I’m sure these are some of the questions you may have considered as well.
The powerlessness we feel during The Wait is a constant battle to either gain control by any means necessary, often leading to anxiety or depression, or submit this need for control to the waiting hands of God. What I have found is this is not just a daily battle but a fight I must be prepared for on a moment-by-moment basis. When I see a mother caring for her crying baby and wonder if someone is there to comfort my child, I have to submit. When I see celebratory pictures of a baby’s firsts that I know I won’t experience with my child, I have to submit. When I hear of another couple’s adoption failing or hitting a road block and my first instinct is to crawl under my bed and never come out again, I have to submit.

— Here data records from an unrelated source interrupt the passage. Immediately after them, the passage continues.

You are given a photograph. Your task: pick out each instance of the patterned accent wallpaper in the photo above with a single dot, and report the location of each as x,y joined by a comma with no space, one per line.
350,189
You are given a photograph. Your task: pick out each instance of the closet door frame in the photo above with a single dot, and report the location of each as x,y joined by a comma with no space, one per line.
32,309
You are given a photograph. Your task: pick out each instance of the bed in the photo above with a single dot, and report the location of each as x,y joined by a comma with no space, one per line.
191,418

In every moment, we have to be prepared to submit, because we, like Eve, are not designed to hold the weight of such burdens on our hearts.

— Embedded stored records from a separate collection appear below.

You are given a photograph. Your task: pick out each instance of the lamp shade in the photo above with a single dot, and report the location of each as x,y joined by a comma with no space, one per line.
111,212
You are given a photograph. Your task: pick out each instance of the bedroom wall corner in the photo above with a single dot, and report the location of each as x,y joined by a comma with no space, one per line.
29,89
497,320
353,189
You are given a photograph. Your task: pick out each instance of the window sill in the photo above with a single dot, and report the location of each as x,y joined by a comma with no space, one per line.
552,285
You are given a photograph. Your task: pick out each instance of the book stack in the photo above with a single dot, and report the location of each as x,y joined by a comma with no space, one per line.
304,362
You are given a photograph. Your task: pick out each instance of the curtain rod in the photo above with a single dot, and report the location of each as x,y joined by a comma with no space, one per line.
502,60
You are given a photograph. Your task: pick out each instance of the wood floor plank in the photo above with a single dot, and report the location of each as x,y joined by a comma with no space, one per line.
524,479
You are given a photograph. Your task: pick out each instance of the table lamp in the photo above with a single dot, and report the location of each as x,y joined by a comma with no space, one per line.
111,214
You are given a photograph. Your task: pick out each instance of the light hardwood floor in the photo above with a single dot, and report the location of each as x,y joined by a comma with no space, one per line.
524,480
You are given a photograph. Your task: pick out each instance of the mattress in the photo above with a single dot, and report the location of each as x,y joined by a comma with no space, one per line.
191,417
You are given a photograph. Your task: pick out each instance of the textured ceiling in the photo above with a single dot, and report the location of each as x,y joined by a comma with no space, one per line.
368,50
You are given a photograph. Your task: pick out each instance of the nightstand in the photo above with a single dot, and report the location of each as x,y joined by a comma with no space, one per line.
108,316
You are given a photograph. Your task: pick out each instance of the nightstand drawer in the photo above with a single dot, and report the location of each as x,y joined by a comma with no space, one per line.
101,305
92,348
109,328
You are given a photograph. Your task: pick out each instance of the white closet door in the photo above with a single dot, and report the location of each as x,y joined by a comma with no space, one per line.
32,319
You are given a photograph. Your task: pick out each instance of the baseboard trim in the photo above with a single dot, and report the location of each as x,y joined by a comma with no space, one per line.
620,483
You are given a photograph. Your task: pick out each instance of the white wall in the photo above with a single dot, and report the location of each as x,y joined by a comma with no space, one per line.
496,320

Proverbs 4:23 advises us to guard our hearts above all else because each of our actions are determined by their condition. In order to avoid living embittered, fragile, demanding lives, we have to surrender our fears, our questions, and even more importantly, our children, into the willing, capable hands of our almighty God. In tough moments when our deepest desire is to “do” something to give ourselves some façade that we are in control, our greatest act of worship is just to sit, be still, and remember who our God really is.
Verses to Consider:
Restore to me the joy of your salvation and grant me a willing spirit, to sustain me. -PSALM 51:12
But you, God, see the trouble of the afflicted; you consider their grief and take it in hand. The victims commit themselves to you; you are the helper of the fatherless. –PSALM 10:14
Be still and know that I am God. –PSALM 46:10
A Prayer for Your Day:
God, you know my greatest desire is to hop on a plane right now and go to [baby’s name]. My heart aches and drives me to action, even though there is so little I can do for [him/her] at this time. I pray that you would remind me daily that you are working on behalf of this little one even when I can’t see it and that this plan was put into motion long before I was made aware of it (Eph. 1). Thank you for entrusting me with the gift of being this child’s parent. It is a gift I don’t deserve but you are a good father who receives so much joy when I find joy in you. Help me to be confident and remember that you began this good work and you will bring it to completion in your timing (Phil. 1:6), even if your timing is slower than I would like. When I am impatient, remind me to be still and remember what a powerful, almighty, all-seeing, and caring God you really are.